I'm writing some FFT code using core::arch SIMD instrinsics.
I'm writing both an in-place API, where the input array is overwritten with the results, and an out-of-place API, where the results are stored in a separate buffer.
This is leading to a lot of code duplication though (both in source files, and in the final binary) , and I'm hoping I can avoid some of the duplication by doing the following:
#[target_feature(enable = "avx", enable = "fma")]
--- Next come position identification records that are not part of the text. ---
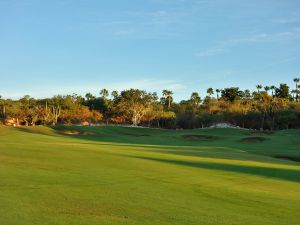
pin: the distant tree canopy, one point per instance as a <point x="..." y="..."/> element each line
<point x="268" y="107"/>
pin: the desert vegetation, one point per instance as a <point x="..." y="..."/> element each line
<point x="266" y="108"/>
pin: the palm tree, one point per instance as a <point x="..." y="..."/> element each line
<point x="195" y="99"/>
<point x="218" y="91"/>
<point x="168" y="96"/>
<point x="210" y="91"/>
<point x="267" y="88"/>
<point x="273" y="89"/>
<point x="259" y="86"/>
<point x="247" y="93"/>
<point x="115" y="94"/>
<point x="104" y="93"/>
<point x="297" y="80"/>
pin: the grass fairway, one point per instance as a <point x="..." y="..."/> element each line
<point x="115" y="175"/>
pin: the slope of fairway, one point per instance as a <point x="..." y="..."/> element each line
<point x="116" y="175"/>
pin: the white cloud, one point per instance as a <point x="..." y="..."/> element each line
<point x="210" y="52"/>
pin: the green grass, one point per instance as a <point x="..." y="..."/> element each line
<point x="116" y="175"/>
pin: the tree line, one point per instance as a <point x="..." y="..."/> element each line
<point x="268" y="107"/>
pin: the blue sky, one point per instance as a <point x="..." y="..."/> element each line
<point x="65" y="46"/>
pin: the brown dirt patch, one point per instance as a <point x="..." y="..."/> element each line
<point x="199" y="137"/>
<point x="253" y="139"/>
<point x="290" y="158"/>
<point x="135" y="135"/>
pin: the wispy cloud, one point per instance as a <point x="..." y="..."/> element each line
<point x="224" y="46"/>
<point x="210" y="52"/>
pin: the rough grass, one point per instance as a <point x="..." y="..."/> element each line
<point x="115" y="175"/>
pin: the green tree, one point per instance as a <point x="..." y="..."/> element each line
<point x="168" y="95"/>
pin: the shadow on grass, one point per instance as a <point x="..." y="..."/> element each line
<point x="276" y="173"/>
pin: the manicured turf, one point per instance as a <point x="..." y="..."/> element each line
<point x="115" y="175"/>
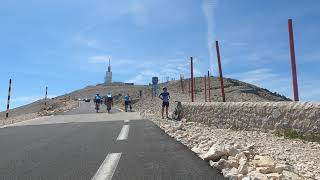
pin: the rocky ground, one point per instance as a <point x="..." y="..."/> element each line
<point x="240" y="154"/>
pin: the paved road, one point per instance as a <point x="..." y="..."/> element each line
<point x="117" y="146"/>
<point x="89" y="108"/>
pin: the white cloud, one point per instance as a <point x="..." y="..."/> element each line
<point x="164" y="67"/>
<point x="85" y="41"/>
<point x="139" y="13"/>
<point x="99" y="59"/>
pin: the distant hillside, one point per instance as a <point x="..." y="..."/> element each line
<point x="235" y="91"/>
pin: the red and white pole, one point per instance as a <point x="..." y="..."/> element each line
<point x="220" y="71"/>
<point x="205" y="88"/>
<point x="209" y="93"/>
<point x="293" y="62"/>
<point x="8" y="100"/>
<point x="192" y="81"/>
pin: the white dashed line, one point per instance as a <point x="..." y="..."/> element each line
<point x="120" y="110"/>
<point x="124" y="133"/>
<point x="108" y="167"/>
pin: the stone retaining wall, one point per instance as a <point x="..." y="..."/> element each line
<point x="302" y="117"/>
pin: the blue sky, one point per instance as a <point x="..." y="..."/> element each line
<point x="65" y="44"/>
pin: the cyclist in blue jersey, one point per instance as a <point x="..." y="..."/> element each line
<point x="126" y="102"/>
<point x="97" y="101"/>
<point x="165" y="97"/>
<point x="109" y="102"/>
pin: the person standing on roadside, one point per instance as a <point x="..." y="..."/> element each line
<point x="165" y="97"/>
<point x="126" y="102"/>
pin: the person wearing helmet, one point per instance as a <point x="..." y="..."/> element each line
<point x="97" y="101"/>
<point x="109" y="101"/>
<point x="126" y="102"/>
<point x="165" y="96"/>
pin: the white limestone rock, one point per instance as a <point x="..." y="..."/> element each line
<point x="214" y="153"/>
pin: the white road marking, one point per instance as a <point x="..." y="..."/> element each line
<point x="108" y="167"/>
<point x="120" y="110"/>
<point x="123" y="133"/>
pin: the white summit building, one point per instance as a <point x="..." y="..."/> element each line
<point x="108" y="78"/>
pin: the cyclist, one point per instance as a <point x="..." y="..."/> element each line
<point x="97" y="101"/>
<point x="126" y="102"/>
<point x="109" y="102"/>
<point x="164" y="96"/>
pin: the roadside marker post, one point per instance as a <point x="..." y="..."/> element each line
<point x="293" y="62"/>
<point x="45" y="97"/>
<point x="220" y="71"/>
<point x="209" y="93"/>
<point x="205" y="88"/>
<point x="8" y="102"/>
<point x="181" y="82"/>
<point x="189" y="91"/>
<point x="192" y="81"/>
<point x="194" y="87"/>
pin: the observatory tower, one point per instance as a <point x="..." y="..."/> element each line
<point x="108" y="78"/>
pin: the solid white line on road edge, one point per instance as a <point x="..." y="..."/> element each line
<point x="123" y="133"/>
<point x="108" y="167"/>
<point x="120" y="110"/>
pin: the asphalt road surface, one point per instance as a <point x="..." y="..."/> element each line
<point x="117" y="146"/>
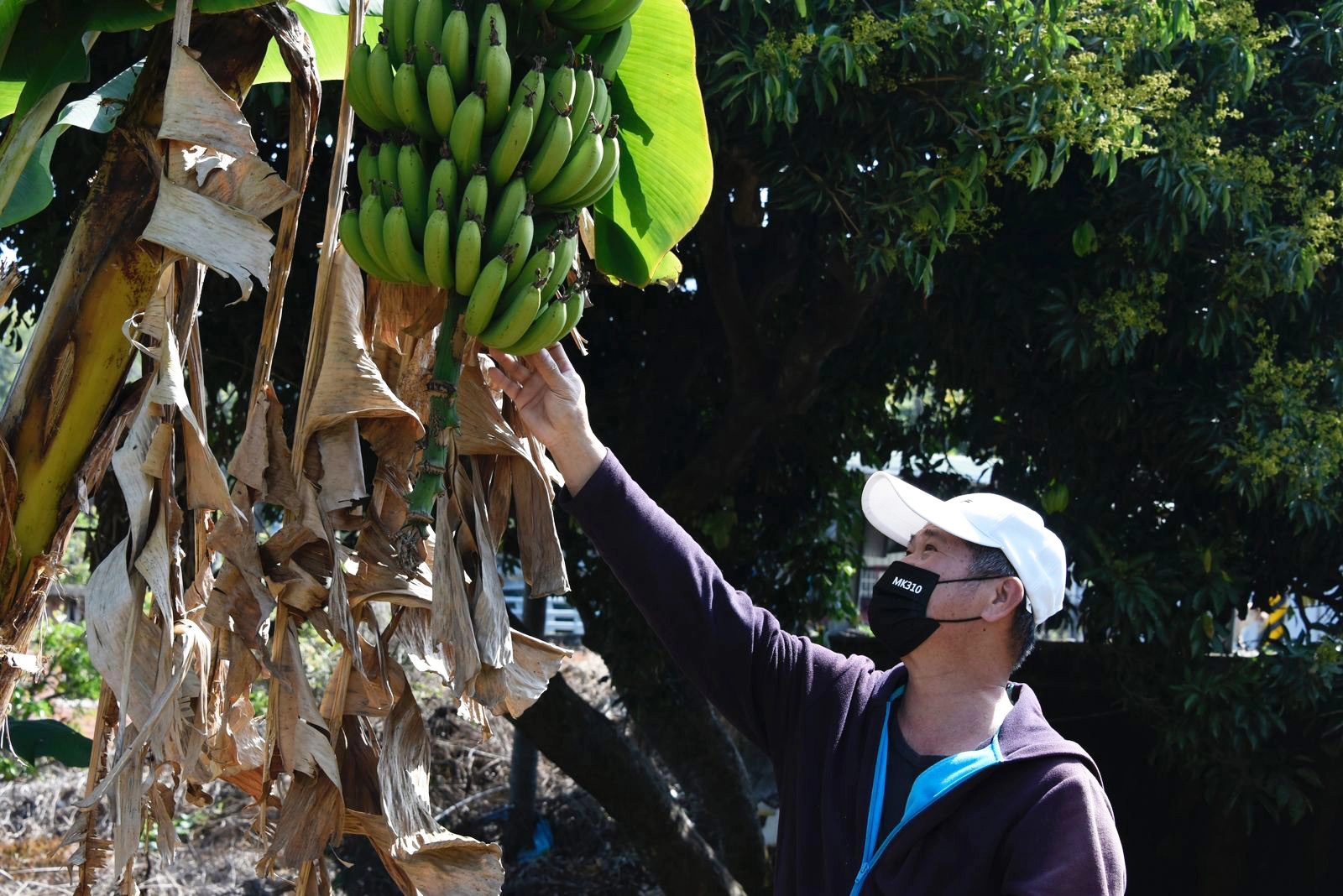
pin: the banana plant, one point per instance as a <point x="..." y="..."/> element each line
<point x="661" y="190"/>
unsafe fn perform_fft_f32(input: *const Complex<f32>, output: *mut Complex<f32>) {
let input0 = _mm256_loadu_ps(input as *const f32);
let input0 = _mm256_loadu_ps(input.add(8) as *const f32);
// more loads
// FFT computation on AVX registers
_mm256_storeu_ps(output as *mut f32);
_mm256_storeu_ps(output.add(8) as *mut f32);
//more stores
}
#[inline(always)]
unsafe fn perform_fft_inplace_f32(buffer: &mut [Complex<f32>]) {
perform_fft_f32(buffer.as_ptr(), buffer.as_mut_ptr());
}
#[inline(always)]
unsafe fn perform_fft_out_of_place_f32(input: &mut [Complex<f32>], output: &mut [Complex<f32>]) {
perform_fft_f32(input.as_ptr(), output.as_mut_ptr());
}
In perform_fft_inplace_f32
I'm creating multiple copies of the same raw pointer and passing them in as separate variables. Is this UB? If so, is there a better way to do what I'm trying to do? (Ie, avoid code+binary duplication for code that is functionally identical besides the write destination)